I disagree with your points concerning the drawbacks of ladders. You’re not accounting for credit risk, for which you’re not well compensated for going out longer. In a ladder structure, being able to keep buying 10-year bonds is, in effect, a free lunch. The ladder gives you more access to your cash to meet cash-flow needs. Long bonds are callable and are not efficient investments, and they can be called at the worst time for the investor. Going long term only works in combination with a mostly equity portfolio, say, 70 percent or more.

A.S.

A

James A. Klotz responds:

Regarding your point on more credit risk, it is our experience that when a longer-term bond defaults, so also do the shorter bonds from the same issuer.

We also can’t agree with your thoughts on inflation.  Inflation does not pick and choose its targets.  If the purchasing power of the dollar is eroding, you are still better off having more cash flow available for reinvestment.  You may be overlooking the fact that you are reinvesting principal while our clients are reinvesting 100% to 300% additional interest on a current basis, not every two years.

The fact that bonds are callable in 10 years strengthens the argument for buying longer bonds.

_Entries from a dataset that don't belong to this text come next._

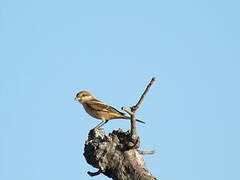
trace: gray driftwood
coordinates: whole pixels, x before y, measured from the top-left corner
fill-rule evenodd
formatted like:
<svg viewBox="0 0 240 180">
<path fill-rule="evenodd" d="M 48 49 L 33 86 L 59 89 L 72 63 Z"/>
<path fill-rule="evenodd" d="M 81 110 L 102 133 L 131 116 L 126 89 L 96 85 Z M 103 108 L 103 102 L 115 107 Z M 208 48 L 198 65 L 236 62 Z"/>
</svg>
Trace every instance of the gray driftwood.
<svg viewBox="0 0 240 180">
<path fill-rule="evenodd" d="M 88 164 L 97 168 L 97 172 L 88 172 L 90 176 L 100 173 L 113 180 L 156 180 L 146 168 L 142 154 L 153 154 L 154 151 L 140 151 L 140 137 L 137 136 L 135 113 L 146 93 L 153 84 L 152 78 L 140 100 L 130 109 L 122 108 L 131 116 L 131 129 L 114 130 L 105 135 L 101 129 L 89 131 L 85 142 L 84 156 Z"/>
</svg>

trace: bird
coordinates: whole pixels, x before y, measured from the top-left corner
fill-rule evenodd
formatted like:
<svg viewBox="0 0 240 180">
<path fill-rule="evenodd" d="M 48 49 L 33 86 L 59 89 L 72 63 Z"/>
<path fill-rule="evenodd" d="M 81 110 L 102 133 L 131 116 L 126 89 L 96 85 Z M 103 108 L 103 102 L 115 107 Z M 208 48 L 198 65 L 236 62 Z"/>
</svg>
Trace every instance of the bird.
<svg viewBox="0 0 240 180">
<path fill-rule="evenodd" d="M 80 91 L 76 94 L 74 100 L 80 102 L 90 116 L 102 120 L 102 122 L 100 122 L 94 129 L 102 127 L 111 119 L 131 119 L 114 107 L 97 100 L 88 91 Z M 145 124 L 144 121 L 138 119 L 136 121 Z"/>
</svg>

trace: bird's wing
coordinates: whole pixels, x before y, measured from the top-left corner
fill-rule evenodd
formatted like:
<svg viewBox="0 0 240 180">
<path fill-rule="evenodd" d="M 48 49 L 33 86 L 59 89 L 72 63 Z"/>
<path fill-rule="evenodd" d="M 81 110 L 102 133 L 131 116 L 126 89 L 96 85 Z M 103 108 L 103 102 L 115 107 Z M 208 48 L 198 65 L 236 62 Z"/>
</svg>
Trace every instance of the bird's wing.
<svg viewBox="0 0 240 180">
<path fill-rule="evenodd" d="M 98 100 L 88 101 L 88 102 L 86 102 L 86 104 L 88 107 L 90 107 L 91 109 L 93 109 L 95 111 L 105 111 L 105 112 L 117 113 L 117 114 L 124 115 L 124 113 L 118 111 L 114 107 L 106 105 Z"/>
</svg>

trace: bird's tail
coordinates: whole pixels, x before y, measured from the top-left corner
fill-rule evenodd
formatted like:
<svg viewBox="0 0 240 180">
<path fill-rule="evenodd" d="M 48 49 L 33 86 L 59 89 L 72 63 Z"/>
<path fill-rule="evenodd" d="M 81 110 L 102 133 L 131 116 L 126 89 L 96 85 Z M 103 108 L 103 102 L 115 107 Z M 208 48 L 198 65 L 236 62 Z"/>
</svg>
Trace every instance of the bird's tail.
<svg viewBox="0 0 240 180">
<path fill-rule="evenodd" d="M 124 119 L 131 119 L 130 117 L 128 116 L 124 116 Z M 137 122 L 140 122 L 140 123 L 143 123 L 143 124 L 146 124 L 144 121 L 141 121 L 139 119 L 136 119 Z"/>
</svg>

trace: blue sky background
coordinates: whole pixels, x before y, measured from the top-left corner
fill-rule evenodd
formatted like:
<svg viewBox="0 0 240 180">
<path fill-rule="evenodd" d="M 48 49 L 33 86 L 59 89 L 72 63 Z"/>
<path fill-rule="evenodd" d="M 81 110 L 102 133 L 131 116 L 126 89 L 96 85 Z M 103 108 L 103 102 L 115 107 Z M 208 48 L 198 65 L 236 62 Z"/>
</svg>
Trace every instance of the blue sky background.
<svg viewBox="0 0 240 180">
<path fill-rule="evenodd" d="M 1 1 L 0 179 L 79 180 L 98 120 L 80 90 L 136 103 L 150 171 L 164 180 L 240 179 L 240 3 Z M 115 120 L 105 127 L 129 128 Z"/>
</svg>

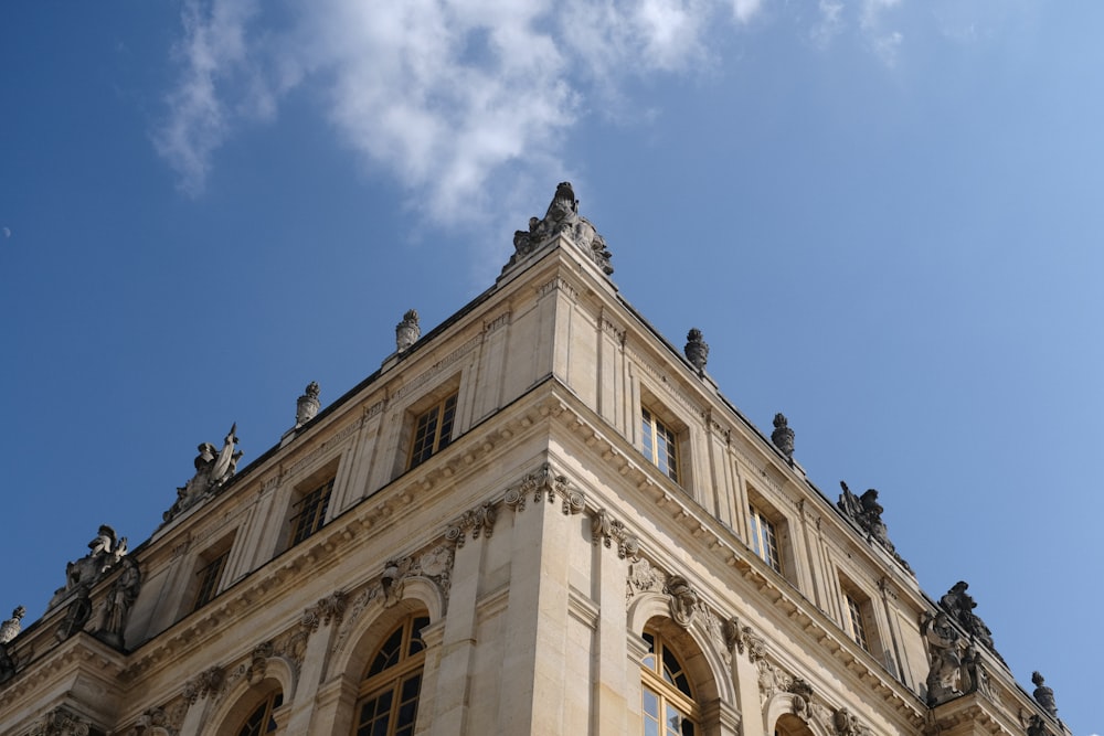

The example used in our commentary was based on the Thompson Municipal Market Data Curve.  As we said in our article, the 10-year bond yield on a AAA bond in today’s market is approximately 2.93% while 30-year bonds yield 4.68%.  This is not 50 basis points more, as you say, but 175 basis points more.  That represents 60% more income.  Contrary to your figures (the source of which was unnamed) this difference in yield, in our book, is clearly worthwhile compensation for extending maturities.

Your theory on called bonds defies common sense.  The maximum yield on your 10-year bond if held to maturity will always be 2.93%.  If the long-term bond is called the yield will at least be 4.68% or even higher if called at a premium.

As far as your ability to have more access to your cash, you’re obviously referring to your principal.  We have always been proponents of creating maximum cash flow through higher interest payments to avoid the necessity of tapping into one’s principal, which is anathema to the goals of our clients.

We must also point out that we have never suggested that an investor should maintain all his/her investment funds in municipal bonds.  Asset allocation is not our area of expertise.  We earn our stripes by guiding municipal bond investors in maximizing the performance of their portfolios.

If you review these numbers with an open mind, you will find, as in all other things, there is no free lunch.